Lam's administration had been marred with a series of controversies and thus relatively unpopular since inauguration.

Her government was also criticised for raising the qualification age for social security, the proposed cross-harbour tunnel toll plan, and the historic ban on the pro-independence National Party, among other policies.

2019

In mid-2019, Lam pushed for the controversial extradition bill which received widespread domestic and international opposition.

Massive protests broke out and persisted throughout the latter half of the year, from demanding the withdrawal of the bill to Lam's resignation among five key demands.

Despite suspending the bill in June and eventually withdrawing the bill in September, Lam stood firmly against the other demands including an independent inquiry into police conduct and universal suffrage for legislative and leadership elections.

Escalating clashes between protesters and police resulted in at least 10,000 arrests, and would only die down as COVID-19 hit the city.

After the pro-government camp suffered a landslide defeat in the 2019 local elections, Lam's popularity further plunged to a record low due to the mishandling of the pandemic.

2020

Lam also saw the Chinese Government imposing the national security law in July 2020, criticised for shrinking freedom in the city and silencing the dissidents.
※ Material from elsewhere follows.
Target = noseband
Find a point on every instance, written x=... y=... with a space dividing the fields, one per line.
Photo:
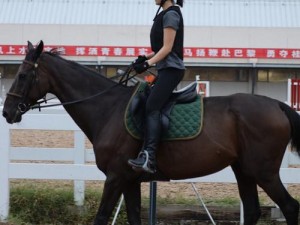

Opposition activists are tried and jailed while pro-democracy media were forced to close.

In April 2022, Lam announced that she would not seek a second term as Chief Executive, giving her wish to devote more time with her family as an explanation.

She was succeeded on 1 July 2022 by hardliner John Lee.

Born Cheng Yuet-ngor to a low-income family of Zhoushan ancestry in Hong Kong, Lam was the fourth of five children.

Her father was from Shanghai and worked on ships.

She was born and grew up in a tenement house on 229 Lockhart Road, Wan Chai, where she finished her primary and secondary education at St. Francis' Canossian College, a Catholic girls' school in the neighbourhood, where she was head prefect.

After leaving school, Lam attended the University of Hong Kong.

Through her student activism, she came to know Lee Wing-tat and Sin Chung-kai, who later became prominent pro-democracy legislators.

She co-organised exchange trips to Tsinghua University in Beijing.

To better understand society and participate more actively in student activities, she switched her course of study from social work to sociology after the first year to avoid placements.